A third and minor issue is that the Dubs can be too reliant on outside shooting. Even with three of the best shooters in the league, sometimes those long-range attempts don’t go in. When the threes aren’t falling, the Warriors look almost human. Teams like the Cavs and the Houston Rockets are built to take advantage of periodic Warrior slumps.
Make no mistake, the Warriors got even better this offseason. They re-signed Curry, Durant, and every other major free agent. The three departures were Ian Clark, Matt Barnes, and James Michael McAdoo. What little roster turnover the Dubs had, GM Bob Myers seems to have upgraded.
Clark’s spot became veteran scorer Nick Young aka “Swaggy P”. Barnes’ turned into Omri Casspi, a stretch four who once dueled with Steph for a quarter. McAdoo was replaced by rookie Jordan Bell, a versatile shot-blocker whom Draymond has already taken under his wing.
The Warriors now have a full season of Durant under their belt, which should terrify opposing teams. Superteams in the NBA tend to be at their best during their second seasons as a unit (’11-12 Heat, for example). There will be no awkward Steph-KD dynamic as they try to figure out how to play together. The Death Star Warriors will be fully operational.
2017-18 Warriors Predictions
In the regular season, expect the Dubs to claim the top seed in the loaded Western Conference yet again. Barring injuries, the squad will sniff 70 wins even with the regular resting of their stars. Coach Kerr has more weapons than ever at his disposal, and he will keep everyone fresh. Expect the Warriors to have a regular season record around 69-13 before entering the playoffs.

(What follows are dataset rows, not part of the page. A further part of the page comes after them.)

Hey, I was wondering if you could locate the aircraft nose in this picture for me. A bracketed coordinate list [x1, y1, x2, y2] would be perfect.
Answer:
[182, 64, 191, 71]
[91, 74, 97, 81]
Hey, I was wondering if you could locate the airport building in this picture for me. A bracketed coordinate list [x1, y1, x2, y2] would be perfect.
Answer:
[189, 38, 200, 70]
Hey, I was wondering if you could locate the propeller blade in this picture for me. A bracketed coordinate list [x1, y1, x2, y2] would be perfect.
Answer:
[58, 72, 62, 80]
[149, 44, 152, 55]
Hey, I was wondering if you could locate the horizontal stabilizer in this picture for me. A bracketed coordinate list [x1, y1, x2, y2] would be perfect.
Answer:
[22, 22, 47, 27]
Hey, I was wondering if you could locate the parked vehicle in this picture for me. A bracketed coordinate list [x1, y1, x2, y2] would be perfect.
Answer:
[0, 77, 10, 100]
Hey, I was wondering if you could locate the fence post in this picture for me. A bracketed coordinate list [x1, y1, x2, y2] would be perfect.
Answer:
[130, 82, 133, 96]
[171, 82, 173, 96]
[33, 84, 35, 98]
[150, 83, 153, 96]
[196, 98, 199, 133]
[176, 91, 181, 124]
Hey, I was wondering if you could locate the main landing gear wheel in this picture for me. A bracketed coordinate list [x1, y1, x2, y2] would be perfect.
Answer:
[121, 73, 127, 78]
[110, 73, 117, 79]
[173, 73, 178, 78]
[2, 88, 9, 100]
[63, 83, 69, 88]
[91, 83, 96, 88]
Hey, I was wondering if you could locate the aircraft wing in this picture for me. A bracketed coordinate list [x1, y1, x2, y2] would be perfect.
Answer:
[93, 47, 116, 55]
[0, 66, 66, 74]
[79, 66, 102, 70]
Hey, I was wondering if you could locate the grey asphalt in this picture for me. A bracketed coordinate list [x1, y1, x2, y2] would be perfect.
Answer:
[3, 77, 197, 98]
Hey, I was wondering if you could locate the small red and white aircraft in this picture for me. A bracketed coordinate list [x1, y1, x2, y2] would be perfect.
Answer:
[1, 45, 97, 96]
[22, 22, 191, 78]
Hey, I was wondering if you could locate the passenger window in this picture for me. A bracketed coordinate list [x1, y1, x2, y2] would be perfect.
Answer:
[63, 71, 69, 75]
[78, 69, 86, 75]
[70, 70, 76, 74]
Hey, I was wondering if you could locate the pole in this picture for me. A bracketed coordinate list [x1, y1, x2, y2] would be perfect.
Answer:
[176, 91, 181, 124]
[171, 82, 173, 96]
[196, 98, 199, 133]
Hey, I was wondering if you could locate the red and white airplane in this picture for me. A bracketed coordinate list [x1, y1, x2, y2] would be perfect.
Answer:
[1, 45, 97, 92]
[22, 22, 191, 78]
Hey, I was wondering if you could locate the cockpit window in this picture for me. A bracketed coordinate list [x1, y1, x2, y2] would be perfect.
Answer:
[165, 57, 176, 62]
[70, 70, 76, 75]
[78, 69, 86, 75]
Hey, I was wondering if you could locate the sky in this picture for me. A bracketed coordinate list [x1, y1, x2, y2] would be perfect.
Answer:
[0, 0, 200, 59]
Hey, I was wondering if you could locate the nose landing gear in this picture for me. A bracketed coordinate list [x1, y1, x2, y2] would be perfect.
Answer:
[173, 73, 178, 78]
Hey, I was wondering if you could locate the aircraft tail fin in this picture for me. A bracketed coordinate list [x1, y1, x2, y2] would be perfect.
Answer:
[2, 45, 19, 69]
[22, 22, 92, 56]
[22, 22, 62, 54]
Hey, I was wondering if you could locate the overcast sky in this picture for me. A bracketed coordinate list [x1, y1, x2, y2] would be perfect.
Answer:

The daunting Western Conference is loaded with more stars than ever after an all-star exodus from the east this summer. Jimmy Butler, Paul George, and Paul Millsap all went west, and Carmelo Anthony might be on the way. Golden State will look to capitalize on this league-wide uncertainty of teams integrating stars.Even with teams adding firepower, the Warriors are still the team to beat.
The NBA Playoffs are dependent on player health. If the Dubs are healthy, they shouldn’t have much trouble winning the West. The LeBron-led Cavs are presumed to be the eastern favorites, but their future is cloudy with Isaiah Thomas‘ hip issues.
The team is primed for another championship, and it would be fairly surprising if a healthy Dubs team did not claim the Larry O’Brien trophy once again. A run of three titles in four years is almost unthinkable for a franchise mired in mediocrity for decades prior to 2012. The Warriors know NBA success is fleeting; look for them to stay golden as long as possible.